Again NO ONE wants to read or buy a 600 page youth football book- that's why we never suggest first year programs go beyond the base. YEar 2 we always recommend taking the next logical step- which is Single WIng 303. Most guys are thrilled to go 8-2 in year 1, 303 is designed to get you to 12-0- National Championships etc

When I watched that film- less than 1/2 the plays were from any of my materials and were of very poor design.
When someone is claiming someone is running my system- and that team isn't running even 1/2 their plays from my playbook- IMO they aren't running my system.
Not a single adjustment- not one and that is covered in the base book
When I see very poorly designed plays, I point them out.

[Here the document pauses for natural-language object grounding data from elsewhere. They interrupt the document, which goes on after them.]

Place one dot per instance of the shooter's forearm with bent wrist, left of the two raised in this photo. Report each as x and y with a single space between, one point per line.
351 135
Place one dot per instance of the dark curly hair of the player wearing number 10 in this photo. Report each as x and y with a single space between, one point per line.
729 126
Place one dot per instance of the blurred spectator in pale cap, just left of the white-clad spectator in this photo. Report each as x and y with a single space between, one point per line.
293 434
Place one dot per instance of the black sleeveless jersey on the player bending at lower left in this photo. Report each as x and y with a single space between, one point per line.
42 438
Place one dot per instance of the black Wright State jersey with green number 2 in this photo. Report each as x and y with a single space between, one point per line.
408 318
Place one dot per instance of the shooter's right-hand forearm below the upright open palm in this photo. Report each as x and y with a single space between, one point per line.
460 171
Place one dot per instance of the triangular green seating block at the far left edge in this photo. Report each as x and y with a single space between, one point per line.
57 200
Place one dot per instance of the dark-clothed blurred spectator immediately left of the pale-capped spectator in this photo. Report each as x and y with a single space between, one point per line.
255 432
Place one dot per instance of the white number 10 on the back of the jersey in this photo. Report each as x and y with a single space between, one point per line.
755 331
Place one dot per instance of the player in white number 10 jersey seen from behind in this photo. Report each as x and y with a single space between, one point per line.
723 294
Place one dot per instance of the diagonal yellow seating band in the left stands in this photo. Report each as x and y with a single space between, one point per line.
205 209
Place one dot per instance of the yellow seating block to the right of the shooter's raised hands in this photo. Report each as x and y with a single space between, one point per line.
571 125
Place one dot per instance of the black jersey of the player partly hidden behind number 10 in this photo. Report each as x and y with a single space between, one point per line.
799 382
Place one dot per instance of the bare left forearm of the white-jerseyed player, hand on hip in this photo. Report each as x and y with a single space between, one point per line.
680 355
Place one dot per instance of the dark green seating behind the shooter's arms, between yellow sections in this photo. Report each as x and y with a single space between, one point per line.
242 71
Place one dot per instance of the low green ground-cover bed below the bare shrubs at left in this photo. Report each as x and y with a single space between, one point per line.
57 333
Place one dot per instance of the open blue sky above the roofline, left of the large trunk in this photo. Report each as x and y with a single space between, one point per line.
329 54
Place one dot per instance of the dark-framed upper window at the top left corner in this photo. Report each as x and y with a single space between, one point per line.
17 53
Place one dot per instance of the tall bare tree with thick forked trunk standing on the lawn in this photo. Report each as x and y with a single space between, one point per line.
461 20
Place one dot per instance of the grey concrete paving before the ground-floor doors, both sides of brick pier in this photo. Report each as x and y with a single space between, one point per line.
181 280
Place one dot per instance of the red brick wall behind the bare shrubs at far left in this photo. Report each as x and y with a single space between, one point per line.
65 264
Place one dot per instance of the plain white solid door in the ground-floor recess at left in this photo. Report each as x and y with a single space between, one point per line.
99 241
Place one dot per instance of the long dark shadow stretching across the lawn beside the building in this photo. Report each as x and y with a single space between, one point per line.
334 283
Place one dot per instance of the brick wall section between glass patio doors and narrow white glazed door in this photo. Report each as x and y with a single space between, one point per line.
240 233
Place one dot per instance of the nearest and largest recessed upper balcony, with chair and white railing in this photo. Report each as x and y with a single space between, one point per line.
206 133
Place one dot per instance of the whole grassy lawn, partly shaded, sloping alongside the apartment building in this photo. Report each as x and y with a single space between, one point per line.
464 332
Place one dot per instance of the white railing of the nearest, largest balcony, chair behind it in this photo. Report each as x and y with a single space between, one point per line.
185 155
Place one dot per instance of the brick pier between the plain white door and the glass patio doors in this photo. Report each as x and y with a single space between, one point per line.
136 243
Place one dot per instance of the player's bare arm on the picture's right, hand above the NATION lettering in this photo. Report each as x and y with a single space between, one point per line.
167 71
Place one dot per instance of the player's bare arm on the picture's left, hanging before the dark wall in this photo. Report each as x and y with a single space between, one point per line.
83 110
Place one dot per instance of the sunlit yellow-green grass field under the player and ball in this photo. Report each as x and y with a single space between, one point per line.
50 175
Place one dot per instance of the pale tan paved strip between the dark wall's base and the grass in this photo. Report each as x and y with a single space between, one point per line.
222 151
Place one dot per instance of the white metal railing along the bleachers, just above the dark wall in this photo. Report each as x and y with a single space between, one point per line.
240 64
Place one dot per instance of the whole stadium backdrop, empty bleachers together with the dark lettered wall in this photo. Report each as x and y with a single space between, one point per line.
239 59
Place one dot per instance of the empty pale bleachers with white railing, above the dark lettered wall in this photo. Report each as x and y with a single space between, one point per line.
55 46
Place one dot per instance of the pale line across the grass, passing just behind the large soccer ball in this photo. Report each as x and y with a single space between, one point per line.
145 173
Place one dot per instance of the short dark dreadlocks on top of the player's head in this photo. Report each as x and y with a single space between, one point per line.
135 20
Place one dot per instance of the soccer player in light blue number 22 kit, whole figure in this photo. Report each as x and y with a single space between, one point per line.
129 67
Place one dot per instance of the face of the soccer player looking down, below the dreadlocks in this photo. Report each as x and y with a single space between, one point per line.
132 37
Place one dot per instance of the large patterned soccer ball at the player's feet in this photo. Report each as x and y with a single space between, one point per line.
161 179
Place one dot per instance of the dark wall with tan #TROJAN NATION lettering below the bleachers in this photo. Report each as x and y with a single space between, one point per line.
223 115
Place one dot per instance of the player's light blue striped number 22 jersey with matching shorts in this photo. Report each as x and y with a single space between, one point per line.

There were some very simple answers to that equation that if they followed our approach right out of the book. Mikes team tackles well and they did a nice job, but when they can disrupt a high scoring offense with a simple stunt-- that we all run into- that's not great coaching. 

 
We provide the answers they don't have- by the sheer weight and experience of having been able to Head Coach 182 games in the offense- where weve been able to "systemize" answers and an approach to make sure it happens.  It's very disappointing when the answers are right there- and they are provided- and talked about adnaseum in the materials and clinics.
« Last Edit: June 12, 2014, 09:13:51 AM by davecisar »
However beautiful the strategy, you should occasionally look at the results.